Nevertheless, antivirus programs, and especially next-gen programs that do more than just compare files, can still block a considerable amount of malware. Many opportunists reuse or buy malware and vulnerabilities. We can always find some of them exploiting vulnerabilities that are more than 10 years old!
The power of EDR
In this context, EDR is a complementary security tool to the next-gen antivirus with which it works to block unknown threats (zero-day). It is a tool placed on the terminals and not at the network level of for information system (IS).
How does EDR work? The solution performs behavioral analysis and monitors the actions of a terminal. This allows, for example, to highlight file-less attacks that will execute PowerShell commands. If the user never uses them, the simple fact of seeing them appear, mostly encoded in base 64, will allow EDR to decide to block the program at the origin of the command and not only the command itself.
EDR is characterized by its detection, investigation, and remediation capabilities.
Detection
EDR can monitor the exploitation of security vulnerabilities by monitoring kernel calls and the various services usually targeted, especially in Windows. This monitoring capacity and event correlation allow it to recognize methods and habits that hackers have, which is more difficult to protect themselves against.
Behavioral analysis is another point studied by EDR, allowing it to recognize behaviors that deviate from a norm after a learning phase. Through this analysis, EDR can issue alerts that will be verified and reinforce learning. The interest of this technique is that it allows stopping an attacker in his momentum. If a PDF contains a script that opens PowerShell and opens a connection on a classic port of a server outside the IS, this action sequence will be considered abnormal and blocked by EDR. This visibility is a great strength of EDR because it allows remediation at the source of the infection.
Investigation
As mentioned above, EDR allows for the observation of action sequences with highly questionable results. This process visibility is an excellent help for investigation: actions are correlated and reported in a centralized platform that extends the practical learning from one job to all the others.

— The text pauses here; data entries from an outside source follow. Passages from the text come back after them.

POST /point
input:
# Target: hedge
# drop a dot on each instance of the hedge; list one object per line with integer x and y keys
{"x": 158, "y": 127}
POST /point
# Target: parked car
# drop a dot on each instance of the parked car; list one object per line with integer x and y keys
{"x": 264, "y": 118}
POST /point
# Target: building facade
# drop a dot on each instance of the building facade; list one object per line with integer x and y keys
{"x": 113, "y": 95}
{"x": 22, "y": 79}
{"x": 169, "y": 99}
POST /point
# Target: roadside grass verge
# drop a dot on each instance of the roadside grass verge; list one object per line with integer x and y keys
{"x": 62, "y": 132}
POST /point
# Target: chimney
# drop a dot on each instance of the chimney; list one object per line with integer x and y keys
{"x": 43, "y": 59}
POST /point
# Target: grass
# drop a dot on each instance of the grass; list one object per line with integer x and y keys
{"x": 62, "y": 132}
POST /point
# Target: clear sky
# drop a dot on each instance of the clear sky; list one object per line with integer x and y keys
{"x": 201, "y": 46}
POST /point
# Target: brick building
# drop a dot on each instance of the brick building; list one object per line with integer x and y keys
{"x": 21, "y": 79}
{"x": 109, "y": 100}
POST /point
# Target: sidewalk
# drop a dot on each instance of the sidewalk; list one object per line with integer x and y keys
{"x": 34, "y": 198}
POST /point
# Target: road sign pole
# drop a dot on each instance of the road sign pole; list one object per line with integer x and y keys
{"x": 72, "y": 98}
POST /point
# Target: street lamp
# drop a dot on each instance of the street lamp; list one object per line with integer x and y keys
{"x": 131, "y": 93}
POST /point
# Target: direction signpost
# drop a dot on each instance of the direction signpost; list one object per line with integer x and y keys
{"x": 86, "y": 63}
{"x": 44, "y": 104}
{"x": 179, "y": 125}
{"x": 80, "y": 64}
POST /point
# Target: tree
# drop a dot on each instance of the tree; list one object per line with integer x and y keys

Thus, if an attack is detected on five terminals, then the centralized console will bring down the information on all the others.
Thanks to this platform, the Security Operations Center (SOC) can know immediately how many workstations are affected and trace them: it is a formidable investigative tool that will interface with your Security Information and Event Management (SIEM), providing visibility on the terminals. Especially since your SOC will be able to use EDR to recover artifacts from the remote attack.
Remediation
In terms of remediation, EDR has similar capabilities to a next-generation antivirus, including blocking, deleting and quarantining files. Your security teams will also be able to rely on the tool to perform registry key cleaning or even for some to go in a quasi-surgical way in memory to correct the actions that malware may have undertaken. Also, some EDR allows Orange Cyberdefense SOC analysts to control a terminal that requires further investigation remotely.
EDR, but not only
EDR is not a stand-alone solution. It is an excellent complement that will integrate perfectly with a classic antivirus, SIEM, and network security. It extends the IS visibility to the endpoints, thus improving and developing the IS security and increasing SOC capabilities.